Pour l’instant, ils y étaient parvenus en lui envoyant Melchior, Hector, Castor, Nestor et Alastor, les cinq manchots vêtus de costumes trois pièces affectés au service et qui assistaient l’un des chefs dans la préparation et la mise en valeur de ses plats de mer. Cinq oiseaux tous diablement bien dressés qui faisaient office de quasi-mascottes pour l’établissement. Ils portaient même des nœuds papillons.

-C’est très gentil, merci beaucoup, déclarèrent Edwin et Bertille à l’unisson en se voyant resservir de l’eau cristalline par un manchot sous le regard hilare de Dogaku.
-Preeeeh !, braillèrent les oiseaux en s’inclinant poliment.
-Rhoooo ils sont énormes, s’amusa Sigurd tandis que d’autres bouteilles étaient amenées aux convives dans son dos.

D’où les figures barbouillées de CAPSLOCK et d’Elie qui se montraient les dents quand ils n’étaient pas occupés à se resservir du vin, même maintenant que cette dernière avait englouti le remède de Kalem. Ou encore, plus subtiles mais sûrement pas moins amochées, les expressions d’Evangeline et de Maman Dogaku qui n’avaient chacune eu besoin que d’un verre pour virer pompettes et converser bruyamment dans l’animation générale. Par simple amour du sport, la mère de Sigurd se montrait exagérément attachée à subtiliser les couverts de ses voisins… et non voisins situés jusqu’à l’autre bout de la table, d’ailleurs.

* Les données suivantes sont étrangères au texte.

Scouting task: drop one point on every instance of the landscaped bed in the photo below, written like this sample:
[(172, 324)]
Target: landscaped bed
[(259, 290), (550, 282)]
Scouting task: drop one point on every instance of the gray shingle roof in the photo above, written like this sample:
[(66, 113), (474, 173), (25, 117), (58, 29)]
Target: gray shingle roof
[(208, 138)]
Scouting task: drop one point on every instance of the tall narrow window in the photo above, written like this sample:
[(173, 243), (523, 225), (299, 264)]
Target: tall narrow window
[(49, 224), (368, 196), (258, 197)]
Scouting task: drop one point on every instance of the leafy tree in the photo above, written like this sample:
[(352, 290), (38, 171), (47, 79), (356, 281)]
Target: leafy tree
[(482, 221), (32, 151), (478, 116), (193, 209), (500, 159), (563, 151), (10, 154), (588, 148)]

A l’autre bout de la pièce, aussi.

Même Syracuse, pourtant tempérée en toutes circonstances dès lors qu’elle était en fonction de près ou de loin, avait toutes les peines du monde à rester modérée devant la débauche d’alcools fins et de grands crus qui s’offraient à elle. Elle représentait la marine, elle représentait la marine, elle représentait… une petite gorgée avant de reprendre son incessant mantra pour la onzième fois consécutive.

Pour l’aider à se tenir éloignée du vice de la boisson, Rachel était en grande conversation avec Jurgen et le vieux Tom ainsi que plusieurs des responsables de la milice qui l’avaient aidée il y a moins d’une semaine, à leur raconter son énorme désarroi quand elle avait dû trancher et composer avec elle-même et ses remords à ne pas avoir réussi à faire inviter l’intégralité de sa garnison.

Bien sûr, que c’était irréaliste.

Bien sûr qu’elle aurait quand même voulu le faire. Mais l’autre avait anticipé.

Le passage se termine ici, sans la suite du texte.